Soyons honnêtes. Ne profitons pas du cocasse de la situation en faisant mine d’ignorer le vrai motif de mécontentement. Ce que le conseil de l’ordre reproche officiellement à l’avocate, ce n’est pas tant de jouer de l’accordéon dans les rues, mais de déposer à ses pieds l’étui de l’instrument ouvert, permettant aux passants d’y jeter une petite pièce. Le conseil assimile cette situation à de la mendicité et là se trouverait la fameuse indignité. La jeune femme proteste en disant qu’il n’y a pas mendicité puisqu’elle offre une prestation en échange. Quand on choisit comme instrument le piano du pauvre, il n’est pas étonnant que la mendicité l’accompagne.
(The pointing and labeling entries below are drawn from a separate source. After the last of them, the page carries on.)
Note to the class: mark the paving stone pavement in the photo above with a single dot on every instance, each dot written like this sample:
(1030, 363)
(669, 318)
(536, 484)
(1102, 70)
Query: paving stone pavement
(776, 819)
Giscard jouait de l’accordéon et nul n’a jugé qu’il portait atteinte à la dignité de la présidence de la République. Et qu’on ne vienne pas me dire qu’il ne s’agissait pas de mendier des voix. Bill Clinton jouait du saxophone sur les estrades électorales et personne n’a pensé que cette indignité portait atteinte à l’image de l’Amérique dans le monde. Il fut un temps, de nombreux hommes politiques, membres du gouvernement et parlementaires, se précipitaient dans certains shows télévisés pour chanter faux (bien avant Star Academy) . Et qu’on ne vienne pas me dire qu’il n’y avait pas là une forme de mendicité électorale.
Quand un grand maître des prétoires qui se prend aussi pour un grand écrivain trouve un éditeur pour publier ses souvenirs d’enfance dont tout le monde se fout à part quelques membres de sa famille, personne ne va lui reprocher ses droits d’auteur. Il serait prétentieux d’établir une hiérarchie artistique et de croire que l’écriture d’un livre est plus honorable que de jouer de l’accordéon sur les marchés…
Pour que le conseil de l’ordre soit saisi de cette affaire, il a bien fallu un acte de délation. Là se trouve peut-être la véritable indignité.
Mais l’indignité, c’est aussi l’avocat qui “oublie” de venir assister son client (le cas est fréquent et je l’ai vécu) à une audience. L’indignité, c’est un juge qui vous convoque à 8 heures et qui se permet d’arriver à 11 h 30, sans s’excuser, prétextant qu’il a été retenu par une affaire importante, sous-entendu plus importante que la vôtre. L’indignité, c’est un président de tribunal qui demande à votre avocat, dans une affaire grave, d’écourter sa plaidoirie (et je l’ai vécu) “parce qu’il est convié à un apéritif et qu’il ne voudrait pas le rater.” J’aurais mille fois préféré avoir devant moi un accordéoniste duquel j’aurais obtenu plus de doigté, un meilleur sens de l’harmonie et une attitude sans fausses notes, ce qui manque parfois cruellement à la justice. Sans parler de nombre d’élus politiques, avocats de professions, mis en cause dans des affaires et qui, retournés à la société civile, reprennent tranquillement leur profession… d’avocat !
La défense de l’accordéoniste est assurée par Me Collard, grand avocat médiatique et donc spécialiste des instruments à vent.